What I learned from Algorithms
Have you ever wondered how exactly a text editor performs searches for those words or phrases you type into the “Find” dialog box?
Neither did I, until the wonderfully strange math/CS crossover class Design and Analysis of Algorithms came into my life. This class taught me entirely too much about text searching algorithms, along with a good chunk of other stuff about binary trees and time-memory tradeoffs. (I really wanted to link to the course page, but it’s regrettably without a nice Web frontend due to being a summer course, so here’s a link to the fall 2009 course page instead.)

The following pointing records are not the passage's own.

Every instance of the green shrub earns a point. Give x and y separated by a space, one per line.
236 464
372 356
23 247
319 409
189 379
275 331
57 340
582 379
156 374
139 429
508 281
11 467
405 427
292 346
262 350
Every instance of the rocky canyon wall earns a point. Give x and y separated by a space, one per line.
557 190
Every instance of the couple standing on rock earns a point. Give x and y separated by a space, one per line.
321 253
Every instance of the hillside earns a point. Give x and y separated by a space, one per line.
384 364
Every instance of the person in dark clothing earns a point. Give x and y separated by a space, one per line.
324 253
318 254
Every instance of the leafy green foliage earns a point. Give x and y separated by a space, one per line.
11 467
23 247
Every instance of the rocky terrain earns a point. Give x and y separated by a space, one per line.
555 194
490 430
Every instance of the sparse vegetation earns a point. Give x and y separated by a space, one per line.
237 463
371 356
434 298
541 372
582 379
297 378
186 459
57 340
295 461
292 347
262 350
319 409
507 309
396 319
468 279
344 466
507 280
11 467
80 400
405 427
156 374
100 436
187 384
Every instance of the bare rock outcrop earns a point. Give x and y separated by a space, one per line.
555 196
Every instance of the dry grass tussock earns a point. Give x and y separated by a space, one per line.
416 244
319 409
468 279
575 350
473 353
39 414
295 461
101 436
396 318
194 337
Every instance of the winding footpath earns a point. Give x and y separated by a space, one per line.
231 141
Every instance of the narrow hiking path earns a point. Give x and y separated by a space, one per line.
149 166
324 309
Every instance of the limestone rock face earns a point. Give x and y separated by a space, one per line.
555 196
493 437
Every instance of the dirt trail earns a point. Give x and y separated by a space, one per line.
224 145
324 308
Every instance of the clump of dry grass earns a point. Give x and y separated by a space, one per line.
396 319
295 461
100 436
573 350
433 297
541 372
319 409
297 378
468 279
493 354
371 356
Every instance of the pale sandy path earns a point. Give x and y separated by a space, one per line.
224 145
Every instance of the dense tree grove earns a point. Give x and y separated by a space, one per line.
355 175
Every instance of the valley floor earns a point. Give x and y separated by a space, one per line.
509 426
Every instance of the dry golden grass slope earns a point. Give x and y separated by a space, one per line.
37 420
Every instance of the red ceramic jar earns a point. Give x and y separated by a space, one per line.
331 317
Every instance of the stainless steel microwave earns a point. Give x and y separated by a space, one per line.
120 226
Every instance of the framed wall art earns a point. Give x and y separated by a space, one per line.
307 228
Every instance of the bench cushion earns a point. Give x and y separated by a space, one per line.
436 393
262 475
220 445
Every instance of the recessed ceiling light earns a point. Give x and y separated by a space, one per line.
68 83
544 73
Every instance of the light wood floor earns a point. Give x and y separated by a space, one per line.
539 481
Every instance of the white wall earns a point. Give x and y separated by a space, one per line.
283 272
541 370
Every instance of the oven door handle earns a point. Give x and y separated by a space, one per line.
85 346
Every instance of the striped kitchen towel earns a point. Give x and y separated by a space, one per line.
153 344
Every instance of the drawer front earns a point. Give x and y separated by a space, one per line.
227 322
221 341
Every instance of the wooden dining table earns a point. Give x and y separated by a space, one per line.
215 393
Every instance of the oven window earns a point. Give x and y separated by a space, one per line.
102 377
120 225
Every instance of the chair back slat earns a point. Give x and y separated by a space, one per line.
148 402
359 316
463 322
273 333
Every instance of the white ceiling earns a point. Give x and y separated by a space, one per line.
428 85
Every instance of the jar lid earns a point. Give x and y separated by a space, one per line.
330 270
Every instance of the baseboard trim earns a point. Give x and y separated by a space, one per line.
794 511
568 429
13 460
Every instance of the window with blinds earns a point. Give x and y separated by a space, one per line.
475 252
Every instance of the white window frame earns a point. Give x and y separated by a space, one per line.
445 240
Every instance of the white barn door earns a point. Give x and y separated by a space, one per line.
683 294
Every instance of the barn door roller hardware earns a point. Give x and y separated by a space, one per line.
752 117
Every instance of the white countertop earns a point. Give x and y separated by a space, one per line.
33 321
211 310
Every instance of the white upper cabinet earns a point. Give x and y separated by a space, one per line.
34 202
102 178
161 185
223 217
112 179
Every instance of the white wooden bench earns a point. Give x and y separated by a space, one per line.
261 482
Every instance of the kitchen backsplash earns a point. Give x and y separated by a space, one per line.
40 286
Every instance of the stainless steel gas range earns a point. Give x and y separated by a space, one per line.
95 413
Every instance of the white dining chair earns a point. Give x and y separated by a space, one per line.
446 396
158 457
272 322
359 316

Anyway, this text-searching thing. Turns out there are three primary algorithms used when looking for a piece of text in a larger body:
- The brute-force method, which lines up the search word or phrase (the “needle”) against the beginning of the body of text (the “haystack”) and starts checking letters left to right, stopping and shifting over one letter when there’s a mismatch. As with most brute-force algorithms, this tends to be very slow.
- Horspool’s algorithm, which lines up the needle at the beginning of the haystack like the brute-force method, but checks letters right to left in the needle and jumps several characters at once when a mismatch is found.
- The Boyer-Moore algorithm, which lines up the needle at the left of the haystack, checks letters right-to-left, but uses additional information about patterns existing in the needle to jump characters more efficiently on a mismatch.
One homework assignment for Algorithms was to implement Boyer-Moore in a Web-friendly platform or language, so that the final demo could be easily run in a Web browser. Not being content with just doing Boyer-Moore (and not being comfortable enough with Javascript to jump straight into the most complicated algorithm), I instead chose to implement all three.
Readers should note that I’m very close to actively ashamed of that code (available through a simple View Source, since it’s pure HTML/JS/jQuery). I chose to model the algorithm actions through a state machine, and didn’t bother to abstract out the details, so there’s a ton of duplicate code scattered throughout each algorithm, as well as a complete and utter lack of separation between controller code (the states themselves) and view code (the various jQuery animations, etc.).
I’ve managed to convince myself I’m content with it, though, since I’m done with the class and will likely forget about that project entirely for years on end. If anyone feels the desperate urge to clean it up, however, anonymous checkout is available through Mercurial at http://pneumaticsystem.com/hg/textsearch.